Les tumeurs, la connaissance, et le risque

Rischio tumori familiarità

Le phénomène de la familiarité n’est pas nouveau dans le domaine du cancer. Aujourd’hui, cependant, une nouvelle étude menée par des chercheurs de l’IRCCS de l’Institut de Recherche Pharmacologique Mario Negri de Milan, en collaboration avec des collègues de la suisse et de la france ont montré que la prédisposition familiale au développement de tumeurs augmente non seulement le risque de développer un type de cancer, mais aussi des formes qui sont très différents les uns des autres.

Un phénomène similaire est typique d’allergies, pour ce qui est hérité n’est pas tant une forme spécifique allergique, mais la prédisposition à développer des allergies. Comme indiqué sur les pages des Annales de l’Oncologie, dans le cas de tumeurs, la familiarité augmente également le risque de développer des tumeurs dans les organes ou les tissus autres que ceux affectés par le cancer dans leur famille.

La nouvelle recherche est axée sur les 13 différents types de cancer (cancer de la cavité buccale et du pharynx, rhino-pharynx, de l’œsophage, de l’estomac, du côlon, du rectum, du foie, du pancréas, du larynx, du sein, de l’utérus, de l’ovaire, de la prostate et du rein) et est basée sur les données relatives à 12 mille patients atteints de cancer et 11 mille personnes ne souffrent pas de toute forme de cancer.

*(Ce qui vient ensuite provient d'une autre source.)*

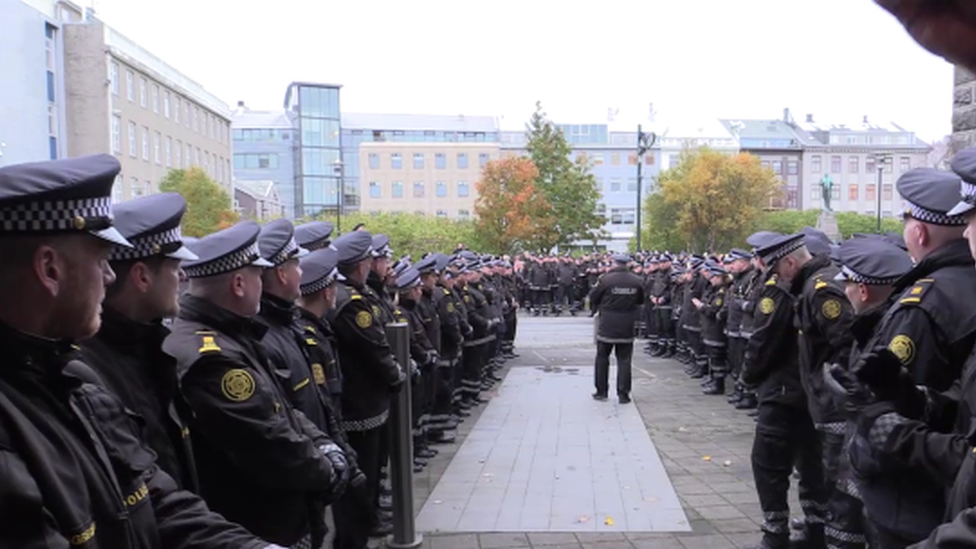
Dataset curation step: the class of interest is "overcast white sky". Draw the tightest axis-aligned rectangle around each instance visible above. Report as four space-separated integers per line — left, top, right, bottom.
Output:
89 0 952 140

Il est apparu que:

  • le risque de développer un cancer particulier est plus grande chez ceux avec un parent de premier degré qui a eu le même cancer;
  • le risque de cancer du sein augmente à une fois et demie dans le cas d’antécédents familiaux de cancer du côlon du rectum;
  • le risque de cancer de la cavité buccale et du pharynx augmente de plus de 3 fois qui a un parent au premier degré qui a eu à traiter avec le cancer du larynx;
  • le risque de cancer de l’œsophage augmente de 4 fois dans ceux ayant un parent au premier degré avec le cancer de la cavité buccale et du pharynx;
  • le risque de cancer de l’ovaire est plus du double de celle des femmes avec un parent proche diagnostiqué avec le cancer du sein;
  • si un patient reçoit un diagnostic de cancer avant l’âge de 60 ans, le risque que l’un de la famille de l’évolution de la tumeur même est encore plus élevé.
  • C’est sur ces dernières personnes qui, selon Eva Negri, chef du Laboratoire de l’aide de Méthodes Épidémiologiques à la Mario Negri,

    être ciblée et optimisée des programmes de dépistage et de diagnostic précoce.

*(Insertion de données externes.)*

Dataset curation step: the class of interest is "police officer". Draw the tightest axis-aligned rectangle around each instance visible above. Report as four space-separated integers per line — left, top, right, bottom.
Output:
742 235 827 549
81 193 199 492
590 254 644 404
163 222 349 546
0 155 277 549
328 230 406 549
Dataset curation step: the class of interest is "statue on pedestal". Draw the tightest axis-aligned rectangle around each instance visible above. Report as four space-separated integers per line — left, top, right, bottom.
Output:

    Carlo La Vecchia, directeur du Département d’Épidémiologie à l’école de milan,

    certaines associations qui ont vu le jour, probablement en raison du partage, au sein de la famille, les mauvaises habitudes, en particulier l’usage de la cigarette et de l’alcool. Cependant, nos résultats indiquent l’existence de plusieurs syndromes génétiques sont associés avec le risque de ces cancers. Qui est à risque à partir de la génétique et aussi l’environnement a une très forte incidence. C’est donc une priorité que ceux avec une histoire de famille, ne pas fumer ou arrêter de fumer.